Here’s a fascinating snippet from neurologist VS Ramachandran, talking about a split-brain patient. The patient’s right brain believed in God, but the more rational left brain was atheist.
Ramachandran points to the obvious theological problem of what, in the Christian view, happens to such a person after they die; does the right brain go to heaven and the left to hell?
But more interesting to me with split brain studies is how they reveal the fictional nature of the self. Split brain patients clearly cannot have one self, since the two parts of the brain function independently and cannot communicate directly with each other, and yet people with split brains have a sense of a unitary self. I
n my book, I show how the left brain of split-brain patients tries to explain away (and thus take the credit for) actions that the right brain has initiated. It seems to me that it’s this “plagiarism” that constitutes the sense of a unitary self. The left brain is, I believe, unaware that it’s a plagiarist — it’s simply deluded. In part, I suspect that stream-entry, which involves the loss of the belief in a unitary self, involves the left brain finally “getting” that it doesn’t run the whole show that we call “the self.” It comes to realize that it’s simply observing, labeling (and often taking the credit for) actions initiated outside of conscious awareness.

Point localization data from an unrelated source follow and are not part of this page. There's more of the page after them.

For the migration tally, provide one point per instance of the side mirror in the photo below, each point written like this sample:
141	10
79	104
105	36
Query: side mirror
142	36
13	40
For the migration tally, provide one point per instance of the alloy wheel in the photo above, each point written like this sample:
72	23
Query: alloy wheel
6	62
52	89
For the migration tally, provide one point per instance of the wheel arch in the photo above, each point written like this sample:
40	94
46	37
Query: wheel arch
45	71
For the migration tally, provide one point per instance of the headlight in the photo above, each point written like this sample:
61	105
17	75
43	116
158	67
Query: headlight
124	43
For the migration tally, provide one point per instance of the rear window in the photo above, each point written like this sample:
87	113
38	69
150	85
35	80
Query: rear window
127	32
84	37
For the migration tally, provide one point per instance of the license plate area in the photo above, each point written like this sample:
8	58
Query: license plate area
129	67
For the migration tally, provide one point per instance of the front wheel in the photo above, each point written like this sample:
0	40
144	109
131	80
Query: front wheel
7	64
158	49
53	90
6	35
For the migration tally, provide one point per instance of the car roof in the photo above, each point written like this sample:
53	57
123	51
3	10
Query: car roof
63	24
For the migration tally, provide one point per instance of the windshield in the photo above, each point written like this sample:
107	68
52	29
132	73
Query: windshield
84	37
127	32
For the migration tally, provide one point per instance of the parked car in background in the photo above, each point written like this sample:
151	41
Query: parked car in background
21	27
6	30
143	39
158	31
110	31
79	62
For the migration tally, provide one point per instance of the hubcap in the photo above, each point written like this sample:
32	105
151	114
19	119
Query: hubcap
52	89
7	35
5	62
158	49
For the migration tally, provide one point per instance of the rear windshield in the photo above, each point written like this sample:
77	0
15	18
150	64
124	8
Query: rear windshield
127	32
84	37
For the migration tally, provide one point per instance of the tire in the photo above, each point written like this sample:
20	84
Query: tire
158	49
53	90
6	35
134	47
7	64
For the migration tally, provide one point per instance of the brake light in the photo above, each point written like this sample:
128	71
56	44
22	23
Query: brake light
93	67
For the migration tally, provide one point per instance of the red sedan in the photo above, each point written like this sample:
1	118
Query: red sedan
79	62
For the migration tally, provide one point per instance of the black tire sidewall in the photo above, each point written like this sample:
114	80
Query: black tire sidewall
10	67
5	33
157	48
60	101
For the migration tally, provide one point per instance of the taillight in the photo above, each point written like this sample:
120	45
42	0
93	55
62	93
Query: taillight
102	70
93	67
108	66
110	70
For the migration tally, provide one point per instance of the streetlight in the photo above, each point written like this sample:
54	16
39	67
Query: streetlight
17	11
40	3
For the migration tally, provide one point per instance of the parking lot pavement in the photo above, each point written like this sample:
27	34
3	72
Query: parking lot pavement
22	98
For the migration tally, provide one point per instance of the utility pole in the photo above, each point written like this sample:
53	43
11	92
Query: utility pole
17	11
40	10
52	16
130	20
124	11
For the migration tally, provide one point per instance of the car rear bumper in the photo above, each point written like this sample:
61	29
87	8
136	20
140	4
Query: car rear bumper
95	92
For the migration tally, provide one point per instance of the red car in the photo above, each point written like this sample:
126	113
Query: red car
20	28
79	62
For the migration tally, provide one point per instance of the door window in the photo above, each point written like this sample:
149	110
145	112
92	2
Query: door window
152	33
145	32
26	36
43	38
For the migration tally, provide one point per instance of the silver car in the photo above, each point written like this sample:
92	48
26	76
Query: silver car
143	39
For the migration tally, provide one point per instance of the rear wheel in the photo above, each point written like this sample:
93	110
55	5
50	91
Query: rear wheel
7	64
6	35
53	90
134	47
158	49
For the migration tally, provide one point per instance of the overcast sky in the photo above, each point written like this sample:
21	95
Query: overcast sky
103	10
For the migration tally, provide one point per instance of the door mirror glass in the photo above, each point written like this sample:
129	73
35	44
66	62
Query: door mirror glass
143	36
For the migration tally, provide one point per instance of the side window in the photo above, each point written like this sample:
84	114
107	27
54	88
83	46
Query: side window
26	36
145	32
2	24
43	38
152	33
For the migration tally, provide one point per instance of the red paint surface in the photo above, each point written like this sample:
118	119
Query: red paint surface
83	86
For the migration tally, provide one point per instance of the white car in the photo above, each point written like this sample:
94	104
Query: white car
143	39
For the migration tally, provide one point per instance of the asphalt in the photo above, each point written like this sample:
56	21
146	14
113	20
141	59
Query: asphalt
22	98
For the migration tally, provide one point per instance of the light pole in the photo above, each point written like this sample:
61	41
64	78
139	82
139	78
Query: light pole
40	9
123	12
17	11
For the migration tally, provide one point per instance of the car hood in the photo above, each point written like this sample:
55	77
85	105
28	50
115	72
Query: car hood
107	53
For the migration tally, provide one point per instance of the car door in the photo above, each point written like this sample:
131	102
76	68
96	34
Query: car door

I think this is the best answer so far:
“no if someone has a mental disability, or has never been able to conciously accept Christ, then God will have pity. He does not throw people who are ill or who are never able to hear His word into the pits of hell. And furthermore, belief in God goes beyond the mind. Yes your mind may be convinced you believe, but faith in God is an inner transformation and an outward action of faith (putting hope in God, doing good deeds) as is love”
I think to truly accept God, you need to surrender everything to Him. And so the split-brain might not have given it all to Him, so he is considered a nonbeliever. However, God knows that he was not able to believe in Him because he has no control of half of his brain, and he is forgiven the same way babies are forgiven if they die young.
Remember that Jesus said that those who are given little are expected of little.
I remember this video, but on seeing it again it surprises me that it is the left hemisphere that is the theist and the right hemisphere that is the atheist. Given the way functions are split between the two –or at least the way it is commonly believed that they are– shouldn’t theism rather belong to the right hemisphere?
It just means that belief in a god is like any other belief. Assuming that a god must exist to explain away the problem is not necessary.
It is not surprising that the left hemisphere is theist because it is the left hemisphere which makes up stories to explain things it does not believe, stories which the individual accepts as fact despite the fact they are made up on the spot. The right hemisphere is more intuitive, more feeling, it deals with what we see, not what we make up, therefore atheist.